Lo positivo y lo negativo de las encuestas

I. Roberto Eisenmann, Jr.

Como iniciador -en los años de la pera- de las encuestas públicas de La Prensa, siento mucho orgullo por el desarrollo profesional que han alcanzado las hechas por Dichter & Neira, y la forma tan seria como las ha manejado La Prensa. Incluso, el proceso de la formulación de preguntas es serio y pasa por varios filtros para asegurar que no tengan sesgos de ninguna ìíndole.

Al inicio recibimos constantes trompones de todos los que no creían o veían conspiraciones para favorecer o dañar al político A o B, pero poco a poco con el correr de los años, y lo certero de las predicciones de las encuestas, tirios y troyanos llegaron a respetar la seriedad profesional de las encuestas de este medio.

El proceso de encuestas tiene como virtud democratizar aún más el sistema político debido a que cada encuesta es una especie de referéndum sobre temas de gobierno o de estado. Es decir, la voz de la ciudadanía se escucha no sólo una vez cada cinco años sino todos los meses, a veces todas las semanas.

No pretendemos que los gobernantes elegidos por la soberanía popular lo hagan según encuestas, pero sí es importante para los gobernantes y los políticos de Oposición saber por dónde anda la opinión de la ciudadanía respecto a temas específicos.

Ahora bien, quiero en este artículo hacer una crítica al formato habitual de las encuestas. Se trata de la medición de la percepción de eficacia, o más bien de popularidad de los ministros y otros ejecutores públicos. En los orígenes de la república los ministros tenían el título de secretarios, tal como todavía se titulan en otros países, incluido Estados Unidos. Ciertamente la palabra "secretario" describe mejor su tarea: son secretarios del presidente en un área específica de ejecución. Como ciudadanos lo que nos interesa saber sobre los secretarios o ministros es cómo va la ejecución del Plan de Gobierno en su área específica de trabajo. ¿Es un secretario o ejecutor eficaz? Esto se hace midiendo o monitoreando la realidad del cumplimiento del trabajo que se le ha encomendado, no la opinión o percepción pública o popularidad acerca de su persona. A nadie le interesa si el secretario o ministro es popular o no; es más, medir su popularidad le hace daño al país porque entonces los ministros se dedican a sus relaciones públicas personales y no a trabajar ejecutando los programas del presidente y, además, desata el bichito presidencialista en muchos ministros eliminándole coherencia al Gabinete, adelantando prematuramente la política, y afectando la efectividad del gobierno en su respuesta a la ciudadanía.

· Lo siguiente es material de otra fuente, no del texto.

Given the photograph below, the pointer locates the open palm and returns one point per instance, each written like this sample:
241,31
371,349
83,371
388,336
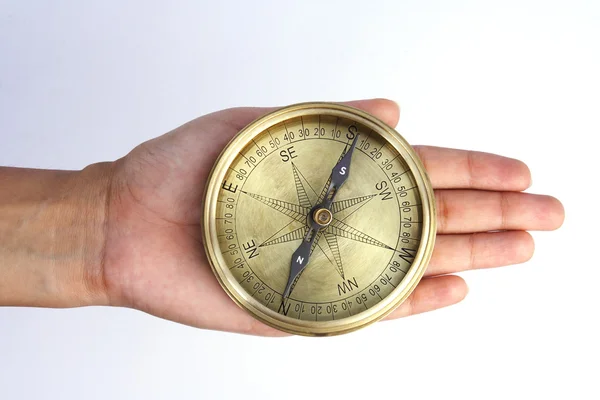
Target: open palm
154,259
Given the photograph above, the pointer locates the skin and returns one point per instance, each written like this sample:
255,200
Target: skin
127,233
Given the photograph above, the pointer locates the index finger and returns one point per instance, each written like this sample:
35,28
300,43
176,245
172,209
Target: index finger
466,169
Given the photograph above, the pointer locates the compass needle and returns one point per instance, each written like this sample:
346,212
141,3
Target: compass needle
319,219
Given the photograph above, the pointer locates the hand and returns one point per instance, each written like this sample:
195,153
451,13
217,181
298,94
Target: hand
154,259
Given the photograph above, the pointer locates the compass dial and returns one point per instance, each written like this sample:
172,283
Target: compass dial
274,191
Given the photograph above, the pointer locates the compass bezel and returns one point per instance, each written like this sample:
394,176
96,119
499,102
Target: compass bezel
332,327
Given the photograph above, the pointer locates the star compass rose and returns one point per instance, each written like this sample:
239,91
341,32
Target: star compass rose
329,221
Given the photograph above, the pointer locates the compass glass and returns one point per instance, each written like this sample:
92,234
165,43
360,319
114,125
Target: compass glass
365,251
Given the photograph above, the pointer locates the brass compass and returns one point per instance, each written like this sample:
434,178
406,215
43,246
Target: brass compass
318,219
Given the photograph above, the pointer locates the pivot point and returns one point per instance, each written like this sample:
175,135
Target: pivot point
322,217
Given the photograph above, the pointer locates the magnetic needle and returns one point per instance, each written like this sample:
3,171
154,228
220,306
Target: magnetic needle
319,219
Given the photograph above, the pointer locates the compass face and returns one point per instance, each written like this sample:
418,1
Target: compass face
372,241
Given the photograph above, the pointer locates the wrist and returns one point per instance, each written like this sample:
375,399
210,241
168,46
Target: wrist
52,235
90,198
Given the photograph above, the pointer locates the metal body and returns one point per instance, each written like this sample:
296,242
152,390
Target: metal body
262,194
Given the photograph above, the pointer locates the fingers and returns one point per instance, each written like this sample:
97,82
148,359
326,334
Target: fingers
466,211
452,168
457,253
431,294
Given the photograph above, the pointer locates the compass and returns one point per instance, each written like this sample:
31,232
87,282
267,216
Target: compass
319,219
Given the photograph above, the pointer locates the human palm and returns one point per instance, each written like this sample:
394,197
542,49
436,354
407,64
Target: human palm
154,258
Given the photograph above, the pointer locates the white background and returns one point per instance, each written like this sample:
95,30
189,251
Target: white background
82,82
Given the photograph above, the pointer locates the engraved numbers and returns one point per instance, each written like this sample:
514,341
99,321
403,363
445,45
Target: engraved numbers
290,146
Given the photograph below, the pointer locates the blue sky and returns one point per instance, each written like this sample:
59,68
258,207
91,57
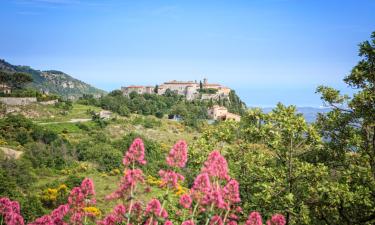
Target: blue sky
267,50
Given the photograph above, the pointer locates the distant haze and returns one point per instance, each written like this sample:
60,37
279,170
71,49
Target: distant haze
269,51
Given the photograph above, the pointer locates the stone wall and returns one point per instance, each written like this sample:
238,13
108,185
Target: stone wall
17,101
50,102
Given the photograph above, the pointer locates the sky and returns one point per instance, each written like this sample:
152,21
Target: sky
269,51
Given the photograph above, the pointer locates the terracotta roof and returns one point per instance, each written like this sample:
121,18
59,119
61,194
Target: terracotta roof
211,85
133,86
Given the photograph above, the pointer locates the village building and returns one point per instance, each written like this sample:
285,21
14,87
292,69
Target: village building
138,89
190,89
5,89
221,113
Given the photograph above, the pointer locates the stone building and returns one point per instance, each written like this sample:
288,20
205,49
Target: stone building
187,88
138,89
221,113
190,89
5,89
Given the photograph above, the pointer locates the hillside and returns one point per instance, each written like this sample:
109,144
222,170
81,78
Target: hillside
54,81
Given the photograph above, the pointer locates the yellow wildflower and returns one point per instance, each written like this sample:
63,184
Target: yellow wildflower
92,211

Cómo medir la ejecución, ya la fórmula está inventada. En Visión 2020 se creó un "visionómetro" y con el apoyo del PNUD de Naciones Unidas hubo un grupo de funcionarios interagenciales que desarrolló una metodología seria y científica de medición. Para ser eficaz debe comunicársele la información a un ente externo al gobierno, para darle credibilidad al Boletín de ejecución.

Si el gobierno dice que lo está haciendo bien, se trata de relaciones públicas y nadie cree esos cuentos sesgados; si lo dice un ente externo, la gente creerá y los gobernantes sufrirán menos frustración. Además, el presidente tendría un magnífico instrumento gerencial de monitoreo para medir la eficacia de ejecutoría de sus secretarios. Puede llamar a su amigo o aliado político (el ministro "X") y decirle "te quiero mucho, tu partido es importante para mí, pero el Boletín externo dice que no estás cumpliendo; lo siento, pero a otra cosa". El presidente Torrijos inició con una nueva Secretaría especial que está a cargo de Ebrahim Asvat, un comprobado ejecutor por excelencia. Le falta ahora buscar un ente externo y ordenar a sus secretarios producir y entregarle a este funcionario la información. Mientras, sugiero eliminar por completo la encuesta de popularidad de secretarios o ministros, que no tiene valor alguno y además hace daño al país.

La sociedad tiene el instrumento y está dispuesta a ponerlo a funcionar. En la Presidencia existe la Secretaría requerida. Sólo necesita de la decisión presidencial de

nombrar un ente externo que lleve el "visionómetro" y sus instrucciones a sus secretarios o ministros de proveer mensualmente la información requerida.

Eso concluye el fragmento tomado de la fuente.